El procedimiento le funcionó cuatro veces. La quinta mujer le salió lista. Ella lo “vio flaco”; lo dejó y huyó con otro hombre. Se llevó consigo dinero, alhajas empeñadas, enseres de cocina y hasta el “pepextle”, es decir el lecho conyugal.
Desvelos de amor
Hace algunos años, con unos amigos viajábamos en el Metro; como era de esperarse, en nuestro vagón entró un artista invidente; él, haciéndose acompañar de una guitarra, comenzó a cantar la canción de Rafael Hernández, Desvelos de amor, la que comienza:
“Sufro mucho tu ausencia, no te lo niego/ ya no puedo vivir, si a mi lado no estás, …”

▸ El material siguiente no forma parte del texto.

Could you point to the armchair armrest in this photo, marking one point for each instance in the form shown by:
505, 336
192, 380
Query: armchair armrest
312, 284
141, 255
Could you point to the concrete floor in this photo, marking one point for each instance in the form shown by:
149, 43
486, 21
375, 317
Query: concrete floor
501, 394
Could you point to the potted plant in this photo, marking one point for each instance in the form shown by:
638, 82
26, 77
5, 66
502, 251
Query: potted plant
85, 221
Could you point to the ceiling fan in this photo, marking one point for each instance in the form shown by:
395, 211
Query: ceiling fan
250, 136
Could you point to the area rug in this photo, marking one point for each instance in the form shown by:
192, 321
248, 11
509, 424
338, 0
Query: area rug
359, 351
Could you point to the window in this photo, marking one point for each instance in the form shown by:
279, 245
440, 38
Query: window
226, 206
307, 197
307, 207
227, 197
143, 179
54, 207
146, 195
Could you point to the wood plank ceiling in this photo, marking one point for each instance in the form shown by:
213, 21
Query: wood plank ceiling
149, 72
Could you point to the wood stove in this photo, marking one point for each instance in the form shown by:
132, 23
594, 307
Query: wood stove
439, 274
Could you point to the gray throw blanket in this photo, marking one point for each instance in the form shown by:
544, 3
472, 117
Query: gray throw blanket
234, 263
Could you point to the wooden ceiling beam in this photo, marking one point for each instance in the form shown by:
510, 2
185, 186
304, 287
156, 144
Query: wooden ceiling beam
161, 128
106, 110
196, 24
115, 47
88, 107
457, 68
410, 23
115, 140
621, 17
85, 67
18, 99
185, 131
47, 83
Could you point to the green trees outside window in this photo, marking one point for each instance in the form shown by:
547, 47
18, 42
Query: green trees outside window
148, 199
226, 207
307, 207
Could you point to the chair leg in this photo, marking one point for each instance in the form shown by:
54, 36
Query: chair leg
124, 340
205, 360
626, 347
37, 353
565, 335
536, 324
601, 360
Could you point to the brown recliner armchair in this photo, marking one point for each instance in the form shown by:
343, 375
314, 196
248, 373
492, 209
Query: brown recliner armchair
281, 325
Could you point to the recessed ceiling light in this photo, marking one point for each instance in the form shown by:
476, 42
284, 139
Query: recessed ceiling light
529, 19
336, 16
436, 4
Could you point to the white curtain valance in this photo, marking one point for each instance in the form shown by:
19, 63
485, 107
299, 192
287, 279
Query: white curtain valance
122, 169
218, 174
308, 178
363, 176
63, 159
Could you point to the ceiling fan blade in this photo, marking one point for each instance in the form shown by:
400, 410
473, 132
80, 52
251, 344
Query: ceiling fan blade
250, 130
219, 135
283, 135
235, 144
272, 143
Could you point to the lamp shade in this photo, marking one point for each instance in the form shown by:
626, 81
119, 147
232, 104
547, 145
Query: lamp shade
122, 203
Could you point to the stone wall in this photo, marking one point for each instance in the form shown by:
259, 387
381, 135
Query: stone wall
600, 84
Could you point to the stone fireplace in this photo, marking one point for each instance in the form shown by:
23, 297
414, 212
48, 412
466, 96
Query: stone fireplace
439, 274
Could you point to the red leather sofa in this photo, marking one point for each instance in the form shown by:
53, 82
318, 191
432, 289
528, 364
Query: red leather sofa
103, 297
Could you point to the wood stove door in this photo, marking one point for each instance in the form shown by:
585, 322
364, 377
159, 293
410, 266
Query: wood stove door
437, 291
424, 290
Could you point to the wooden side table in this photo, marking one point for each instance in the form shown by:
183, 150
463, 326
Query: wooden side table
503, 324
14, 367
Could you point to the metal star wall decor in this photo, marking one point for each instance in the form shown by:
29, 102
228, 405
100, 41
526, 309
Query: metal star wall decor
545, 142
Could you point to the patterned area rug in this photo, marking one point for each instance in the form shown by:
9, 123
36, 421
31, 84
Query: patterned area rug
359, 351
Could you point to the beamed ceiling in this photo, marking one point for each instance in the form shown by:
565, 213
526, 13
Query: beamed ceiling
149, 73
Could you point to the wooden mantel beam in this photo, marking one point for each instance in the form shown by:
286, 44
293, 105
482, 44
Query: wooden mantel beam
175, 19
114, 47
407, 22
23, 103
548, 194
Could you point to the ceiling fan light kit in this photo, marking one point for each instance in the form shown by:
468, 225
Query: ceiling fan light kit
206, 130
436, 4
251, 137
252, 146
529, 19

El artista, porque merecía ese calificativo, tenía una bella voz de tenor; su manejo de la guitarra era aceptable. Todo iba bien; pasamos por alto lo absurdo de que alguien de su condición repitiera el verso: “… mirando tu retrato me consuelo;” y, lo que es más, por qué no reconocerlo, estábamos gozando su interpretación, hasta que llegó al verso que dice:
“Dejo el lecho y me asomo a la ventana/ contemplo de la noche su esplendor, /me sorprende la luz de la mañana ¡ay! /en mi loco desvelo por tu amor”.
En ese momento uno de nosotros soltó la carcajada; otro hizo una mueca de disgusto; yo me limité a comentar: qué mal andamos; se pretende regular, hasta el más mínimo detalle, todo: el outsourcing, los agentes extranjeros, el Banco de México, la Fiscalía General de la República, la Guardia Nacional y otras actividades. El que no exista una autoridad que haya reglamentado lo relativo a las canciones que deben cantar los que se suben al Metro, es algo inexcusable. Esto es una señal inequívoca del mal gobierno que tenemos y sufrimos. Es una muestra de la anarquía social en que nos hallamos y de la descomposición moral en la que hemos caído.
En la actualidad, ya que se habla de un lenguaje incluyente, es momento de pensar en una forma nueva y diferentes de comunicarnos con los invidentes.